Hills To Go Heavy On Tech, Restructure Announced
The Hills Group restructure plan, announced today at its Annual General Meeting, will see the company go heavy on technology as the building industry slumps.
The restructure will be carried out across the Group’s businesses, and a slew of new objectives announced.
In relation to its electronics business, Hills told shareholders it will “simplify the division structure and our supply chain.”
The group also “plan to focus on revenues from higher growth sectors such as communications and home and industrial technologies.”
Hills’ business interest spans the electronics sector (CCTV systems, amplifiers, automation), construction and lifestyle equipment. The company said it will restructure every division between now and the end of the year, and hopes to save of $10m-$15m in FY13 and $30m-$40m in FY14.

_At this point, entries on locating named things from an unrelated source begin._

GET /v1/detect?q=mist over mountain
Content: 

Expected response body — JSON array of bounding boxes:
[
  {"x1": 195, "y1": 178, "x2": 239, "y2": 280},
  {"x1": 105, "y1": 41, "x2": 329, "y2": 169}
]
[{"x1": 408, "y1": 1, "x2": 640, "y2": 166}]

The move is due to the current cyclical down-turn in the construction sector, Hills new Managing Director, Ted Pretty (ex-head of Telstra Digital), said today.

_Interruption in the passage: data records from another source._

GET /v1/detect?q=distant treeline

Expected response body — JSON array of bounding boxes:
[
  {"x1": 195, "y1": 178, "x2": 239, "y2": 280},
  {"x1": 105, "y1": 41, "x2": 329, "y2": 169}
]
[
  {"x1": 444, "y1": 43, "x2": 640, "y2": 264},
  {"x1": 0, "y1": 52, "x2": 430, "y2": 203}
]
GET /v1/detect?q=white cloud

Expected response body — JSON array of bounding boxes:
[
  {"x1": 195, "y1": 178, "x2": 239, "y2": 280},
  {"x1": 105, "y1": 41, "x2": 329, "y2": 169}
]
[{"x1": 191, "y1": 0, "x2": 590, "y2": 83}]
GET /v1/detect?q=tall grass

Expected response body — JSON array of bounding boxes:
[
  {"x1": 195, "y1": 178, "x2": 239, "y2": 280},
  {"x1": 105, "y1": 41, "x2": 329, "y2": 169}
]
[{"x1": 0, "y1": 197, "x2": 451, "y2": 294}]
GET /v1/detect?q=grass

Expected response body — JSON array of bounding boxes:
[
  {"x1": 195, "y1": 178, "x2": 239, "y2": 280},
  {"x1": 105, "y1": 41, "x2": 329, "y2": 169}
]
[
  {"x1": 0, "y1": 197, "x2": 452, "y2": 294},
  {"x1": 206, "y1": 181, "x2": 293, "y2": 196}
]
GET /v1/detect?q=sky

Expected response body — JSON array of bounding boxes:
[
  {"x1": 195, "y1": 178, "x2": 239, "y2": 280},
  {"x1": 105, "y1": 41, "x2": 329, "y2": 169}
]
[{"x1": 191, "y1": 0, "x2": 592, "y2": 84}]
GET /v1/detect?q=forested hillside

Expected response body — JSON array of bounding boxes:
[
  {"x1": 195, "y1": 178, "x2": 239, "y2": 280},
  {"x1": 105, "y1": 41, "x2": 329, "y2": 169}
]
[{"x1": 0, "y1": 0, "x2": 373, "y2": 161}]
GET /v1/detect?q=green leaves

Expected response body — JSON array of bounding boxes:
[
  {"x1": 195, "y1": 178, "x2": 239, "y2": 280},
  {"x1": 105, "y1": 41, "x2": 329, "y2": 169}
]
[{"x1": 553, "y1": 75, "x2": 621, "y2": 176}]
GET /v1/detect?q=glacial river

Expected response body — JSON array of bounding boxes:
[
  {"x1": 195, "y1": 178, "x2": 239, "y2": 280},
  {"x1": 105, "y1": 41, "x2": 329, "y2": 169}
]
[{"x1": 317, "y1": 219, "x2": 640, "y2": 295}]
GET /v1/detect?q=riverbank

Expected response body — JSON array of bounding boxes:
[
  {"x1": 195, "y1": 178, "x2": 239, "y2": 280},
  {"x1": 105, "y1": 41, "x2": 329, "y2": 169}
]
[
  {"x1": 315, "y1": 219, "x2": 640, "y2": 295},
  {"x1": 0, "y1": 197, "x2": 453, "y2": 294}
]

Hills will exit certain products, businesses and consolidate selected manufacturing activities.
“The steps we are taking today are intended to ensure the Hills Group is better placed to weather the current cyclical down-turn in the building and construction sector and is repositioned to take advantage of opportunities in higher growth sectors in the future,” Pretty said.

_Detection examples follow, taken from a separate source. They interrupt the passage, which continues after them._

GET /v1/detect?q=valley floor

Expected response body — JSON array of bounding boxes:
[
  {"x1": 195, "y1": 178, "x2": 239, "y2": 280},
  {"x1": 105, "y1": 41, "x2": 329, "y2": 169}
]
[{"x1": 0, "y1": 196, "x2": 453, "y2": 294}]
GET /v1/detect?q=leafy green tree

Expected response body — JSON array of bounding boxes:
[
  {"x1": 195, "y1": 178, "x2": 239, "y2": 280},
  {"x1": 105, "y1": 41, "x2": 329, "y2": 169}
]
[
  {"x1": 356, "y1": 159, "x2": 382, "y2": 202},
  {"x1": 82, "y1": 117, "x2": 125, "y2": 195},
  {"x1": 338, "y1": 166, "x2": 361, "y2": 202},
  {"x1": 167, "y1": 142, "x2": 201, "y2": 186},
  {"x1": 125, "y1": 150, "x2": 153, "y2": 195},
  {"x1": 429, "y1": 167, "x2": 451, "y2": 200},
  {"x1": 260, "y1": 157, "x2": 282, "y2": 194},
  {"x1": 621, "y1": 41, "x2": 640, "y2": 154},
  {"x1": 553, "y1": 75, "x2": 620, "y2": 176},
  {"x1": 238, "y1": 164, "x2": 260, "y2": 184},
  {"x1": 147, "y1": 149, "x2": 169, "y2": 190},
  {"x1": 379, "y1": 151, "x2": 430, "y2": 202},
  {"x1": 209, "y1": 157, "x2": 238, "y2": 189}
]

“We remain committed to creating long term value for shareholders,” he continues.
|The company also announced “some reductions in staffing levels” although it is not known how many jobs will go. Hills employs over 2500 staff, currently.
The intent is that by 2015, over 75% of total Group revenues will come from non-steel activities and the Company’s ROE and trading valuation will be above the midpoint of Hills’ competitors.
Company shares rose 11.18% to $0.84, today.